And then, we confirmed in Monsanto what our “robbery suspect” hypothetical indicated: Even prior to conviction (or trial)—when the presumption of innocence still applies—the Government could constitutionally use §853(e) to freeze assets of an indicted defendant “based on a find-ing of probable cause to believe that the property will ultimately be proved forfeitable.” 491 U. S., at 615. In Monsanto, too, the defendant wanted to use the property at issue to pay a lawyer, and maintained that the Fifth and Sixth Amendments entitled him to do so. We dis-agreed. We first noted that the Government may sometimes “restrain persons where there is a finding of probable cause to believe that the accused has committed a serious offense.” Id., at 615–616. Given that power, we could find “no constitutional infirmity in §853(e)’s authorization of a similar restraint on [the defendant’s] property” in order to protect “the community’s interest” in recovering “ill-gotten gains.” Id., at 616. Nor did the defendant’s interest in retaining a lawyer with the disputed assets change the equation. Relying on Caplin & Drysdale, we reasoned: “[I]f the Government may, post-trial, forbid the use of forfeited assets to pay an attorney, then surely no constitutional violation occurs when, after probable cause is adequately established, the Government obtains an order barring a defendant from frustrating that end by dissipating his assets prior to trial.” Ibid. So again: With probable cause, a freeze is valid.
The Kaleys little dispute that proposition; their argument is instead about who should have the last word as to probable cause. A grand jury has already found probable cause to think that the Kaleys committed the offenses charged; that is why an indictment issued. No one doubts that those crimes are serious enough to trigger forfeiture. Similarly, no one contests that the assets in question derive from, or were used in committing, the offenses. See supra, at 5. The only question is whether the Kaleys are constitutionally entitled to a judicial re-determination of the conclusion the grand jury already reached: that probable cause supports this criminal prosecution (or alternatively put, that the prosecution is not “baseless,” as the Kaleys believe, supra, at 5). And that question, we think, has a ready answer, because a fundamental and historic commitment of our criminal justice system is to entrust those probable cause findings to grand juries.

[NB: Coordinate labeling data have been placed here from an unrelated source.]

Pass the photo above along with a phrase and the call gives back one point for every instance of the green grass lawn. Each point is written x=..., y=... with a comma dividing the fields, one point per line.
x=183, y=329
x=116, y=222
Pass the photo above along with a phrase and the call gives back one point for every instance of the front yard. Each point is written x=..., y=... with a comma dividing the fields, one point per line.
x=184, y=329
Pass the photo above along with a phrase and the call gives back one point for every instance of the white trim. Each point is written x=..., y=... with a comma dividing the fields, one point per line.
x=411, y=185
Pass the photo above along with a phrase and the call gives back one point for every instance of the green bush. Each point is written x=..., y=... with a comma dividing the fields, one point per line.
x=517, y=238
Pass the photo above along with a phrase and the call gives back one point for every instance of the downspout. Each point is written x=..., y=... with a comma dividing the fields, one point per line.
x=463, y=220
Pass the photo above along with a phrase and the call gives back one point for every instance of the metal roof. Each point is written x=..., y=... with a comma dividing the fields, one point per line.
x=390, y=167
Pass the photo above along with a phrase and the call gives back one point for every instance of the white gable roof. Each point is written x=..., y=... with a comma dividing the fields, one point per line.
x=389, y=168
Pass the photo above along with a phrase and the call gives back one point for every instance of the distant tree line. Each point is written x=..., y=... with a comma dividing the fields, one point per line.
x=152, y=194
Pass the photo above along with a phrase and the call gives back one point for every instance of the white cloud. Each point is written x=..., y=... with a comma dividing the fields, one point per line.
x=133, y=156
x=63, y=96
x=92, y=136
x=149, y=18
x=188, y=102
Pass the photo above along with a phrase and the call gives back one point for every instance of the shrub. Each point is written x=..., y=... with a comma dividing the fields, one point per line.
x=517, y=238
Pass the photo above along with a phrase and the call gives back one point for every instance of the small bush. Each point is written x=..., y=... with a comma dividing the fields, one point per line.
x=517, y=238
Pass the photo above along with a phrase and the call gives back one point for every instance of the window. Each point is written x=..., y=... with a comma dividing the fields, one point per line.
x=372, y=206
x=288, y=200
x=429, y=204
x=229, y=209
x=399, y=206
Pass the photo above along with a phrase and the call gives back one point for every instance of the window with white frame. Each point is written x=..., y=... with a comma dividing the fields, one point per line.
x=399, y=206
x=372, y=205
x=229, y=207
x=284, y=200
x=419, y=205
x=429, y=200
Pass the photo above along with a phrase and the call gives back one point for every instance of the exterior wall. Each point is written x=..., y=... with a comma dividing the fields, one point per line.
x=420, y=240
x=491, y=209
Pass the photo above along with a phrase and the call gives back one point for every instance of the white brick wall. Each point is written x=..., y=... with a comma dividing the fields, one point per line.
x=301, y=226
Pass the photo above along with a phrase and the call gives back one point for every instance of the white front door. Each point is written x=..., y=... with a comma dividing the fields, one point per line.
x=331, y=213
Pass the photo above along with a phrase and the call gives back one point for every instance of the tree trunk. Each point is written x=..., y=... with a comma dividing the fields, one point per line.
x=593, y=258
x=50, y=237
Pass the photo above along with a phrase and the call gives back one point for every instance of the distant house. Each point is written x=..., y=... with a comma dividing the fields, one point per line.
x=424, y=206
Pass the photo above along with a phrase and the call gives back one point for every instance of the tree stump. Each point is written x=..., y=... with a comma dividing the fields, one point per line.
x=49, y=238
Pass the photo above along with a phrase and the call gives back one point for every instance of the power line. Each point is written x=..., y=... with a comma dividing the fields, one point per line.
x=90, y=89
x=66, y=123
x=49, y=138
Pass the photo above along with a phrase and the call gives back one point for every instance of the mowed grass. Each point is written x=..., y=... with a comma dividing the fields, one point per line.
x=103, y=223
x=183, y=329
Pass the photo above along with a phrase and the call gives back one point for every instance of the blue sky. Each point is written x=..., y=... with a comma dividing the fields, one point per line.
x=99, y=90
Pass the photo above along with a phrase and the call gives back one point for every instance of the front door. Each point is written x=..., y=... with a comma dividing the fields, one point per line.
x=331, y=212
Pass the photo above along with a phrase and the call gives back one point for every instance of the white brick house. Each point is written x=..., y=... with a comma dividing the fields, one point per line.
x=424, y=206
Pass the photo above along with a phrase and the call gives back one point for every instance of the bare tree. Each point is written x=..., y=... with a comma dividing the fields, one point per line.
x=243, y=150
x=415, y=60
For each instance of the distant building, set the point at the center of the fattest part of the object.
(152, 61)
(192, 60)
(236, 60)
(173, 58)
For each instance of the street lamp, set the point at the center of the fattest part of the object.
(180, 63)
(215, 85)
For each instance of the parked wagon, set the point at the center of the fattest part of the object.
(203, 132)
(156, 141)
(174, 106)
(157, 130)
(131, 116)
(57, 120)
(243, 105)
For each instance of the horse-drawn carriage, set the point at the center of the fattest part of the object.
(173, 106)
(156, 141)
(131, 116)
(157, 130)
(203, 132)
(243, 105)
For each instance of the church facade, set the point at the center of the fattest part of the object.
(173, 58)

This Court has often recognized the grand jury’s singular role in finding the probable cause necessary to initiate a prosecution for a serious crime. See, e.g., Costello v. United States, 350 U. S. 359, 362 (1956) . “[A]n indictment ‘fair upon its face,’ and returned by a ‘properly constituted grand jury,’ ” we have explained, “conclusively determines the existence of probable cause” to believe the defendant perpetrated the offense alleged. Gerstein v. Pugh, 420 U. S. 103 , n. 19 (1975) (quoting Ex parte United States, 287 U. S. 241, 250 (1932) ). And “conclusively” has meant, case in and case out, just that. We have found no “authority for looking into and revising the judgment of the grand jury upon the evidence, for the purpose of determining whether or not the finding was founded upon sufficient proof.” Costello, 350 U. S., at 362–363 (quoting United States v. Reed, 27 F. Cas. 727, 738 (No. 16,134) (CC NDNY 1852) (Nelson, J.)). To the contrary, “the whole history of the grand jury institution” demonstrates that “a challenge to the reliability or competence of the evidence” supporting a grand jury’s finding of probable cause “will not be heard.” United States v. Williams, 504 U. S. 36, 54 (1992) (quoting Costello, 350 U. S., at 364, and Bank of Nova Scotia v. United States, 487 U. S. 250, 261 (1988) ). The grand jury gets to say—without any review, oversight, or second-guessing—whether probable cause exists to think that a person committed a crime.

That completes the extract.